RATING SENSITIVITIES
The ratings remain sensitive to any material change in Fitch's rating case assumptions with respect the coronavirus pandemic. Periodic updates to our assumptions are possible, given the rapid pace of changes in government actions in response to the pandemic, and the pace with which new information is available on the medical aspects of the outbreak. An indication of how ratings would be expected to be impacted under a set of stress-case assumptions is included at the end of this section to help frame sensitivities to a severe downside scenario.
Factors that could, individually or collectively, lead to negative rating action/downgrade:
A material adverse change in Fitch's ratings assumptions with respect to the coronavirus impact.An increase in either Fitch's assumed pro forma or the company's actual combined ratio to above 103% for a prolonged period.A persistent drop in either Fitch's assumed pro forma or the company's actual capitalisation, measured by THRE's risk-based capital ratio to below 280% and deterioration in the Prism FBM score to below well into the 'Strong' level for an extended period.
Factors that could, individually or collectively, lead to positive rating action/upgrade:
A material positive change in Fitch's ratings assumptions with respect to the coronavirus impact.A positive rating action is prefaced by Fitch's ability to reliably forecast the impact of the coronavirus pandemic on the financial profile of both the Thai non-life reinsurance industry and THRE.Consistently strengthening profitability in both Fitch's assumed pro forma and the company's actual performance, as indicated by a combined ratio of below 96%, with return on equity of above 10% on a sustained basis.The improvement of THRE's capitalisation level, with Fitch's Prism FBM score consistently maintained at well into the 'Extremely Strong' level based on both Fitch's assumed pro forma and THRE's actual result.
Stress Case Sensitivity Analysis
Fitch's stress case assumes a 60% stock market decline, a two-year cumulative high-yield bond default rate of 22%, high-yield bond spreads widening by 600 basis points and more prolonged declines in government rates, heightened pressure on capital market access, a COVID-19 infection rate of 15% and mortality rate of 0.75%, an adverse non-life industry-level loss ratio impact of 7 percentage points for COVID-19 claims, partially offset by a favorable 2 points for auto/motor.The implied rating impact under the stress case would be a downgrade of no more than one notch.

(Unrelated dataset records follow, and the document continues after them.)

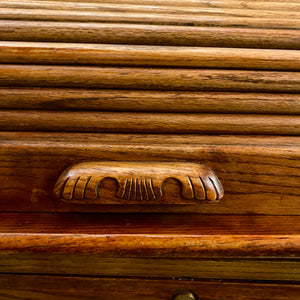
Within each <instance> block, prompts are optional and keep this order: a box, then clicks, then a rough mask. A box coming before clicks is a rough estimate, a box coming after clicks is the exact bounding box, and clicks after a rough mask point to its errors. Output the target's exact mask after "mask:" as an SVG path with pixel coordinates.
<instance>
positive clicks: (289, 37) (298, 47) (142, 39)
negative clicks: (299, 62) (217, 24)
mask: <svg viewBox="0 0 300 300" xmlns="http://www.w3.org/2000/svg"><path fill="white" fill-rule="evenodd" d="M299 36H300V35H299V32H298V31H297V30H284V29H250V28H222V27H218V28H217V27H196V26H194V27H191V26H160V25H135V24H105V23H102V24H101V23H84V22H33V21H32V22H31V21H9V20H2V21H0V39H1V40H7V41H10V40H14V41H40V42H68V43H69V42H71V43H72V42H76V43H102V44H143V45H177V46H199V47H207V46H209V47H242V48H274V49H277V48H278V49H300V43H299Z"/></svg>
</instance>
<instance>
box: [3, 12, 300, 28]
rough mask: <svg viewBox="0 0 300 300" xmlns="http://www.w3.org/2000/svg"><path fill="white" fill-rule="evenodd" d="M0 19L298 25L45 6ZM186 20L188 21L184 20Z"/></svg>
mask: <svg viewBox="0 0 300 300" xmlns="http://www.w3.org/2000/svg"><path fill="white" fill-rule="evenodd" d="M0 19H2V20H19V21H56V22H103V23H133V24H152V25H176V26H220V27H245V28H266V29H299V28H300V21H299V20H298V19H274V18H256V17H255V18H252V17H230V16H223V15H220V16H219V15H218V16H197V15H188V14H176V15H174V14H166V13H126V14H124V13H120V12H101V14H99V13H97V12H93V11H89V12H85V11H84V12H83V11H60V10H49V9H48V10H46V9H43V10H41V9H39V10H37V9H17V8H2V9H1V10H0ZM187 20H188V21H187Z"/></svg>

BEST/WORST CASE RATING SCENARIO
International scale credit ratings of Financial Institutions issuers have a best-case rating upgrade scenario (defined as the 99th percentile of rating transitions, measured in a positive direction) of three notches over a three-year rating horizon; and a worst-case rating downgrade scenario (defined as the 99th percentile of rating transitions, measured in a negative direction) of four notches over three years. The complete span of best- and worst-case scenario credit ratings for all rating categories ranges from 'AAA' to 'D'. Best- and worst-case scenario credit ratings are based on historical performance. For more information about the methodology used to determine sector-specific best- and worst-case scenario credit ratings, visit https://www.fitchratings.com/site/re/10111579.
REFERENCES FOR SUBSTANTIALLY MATERIAL SOURCE CITED AS KEY DRIVER OF RATING
The principal sources of information used in the analysis are described in the Applicable Criteria.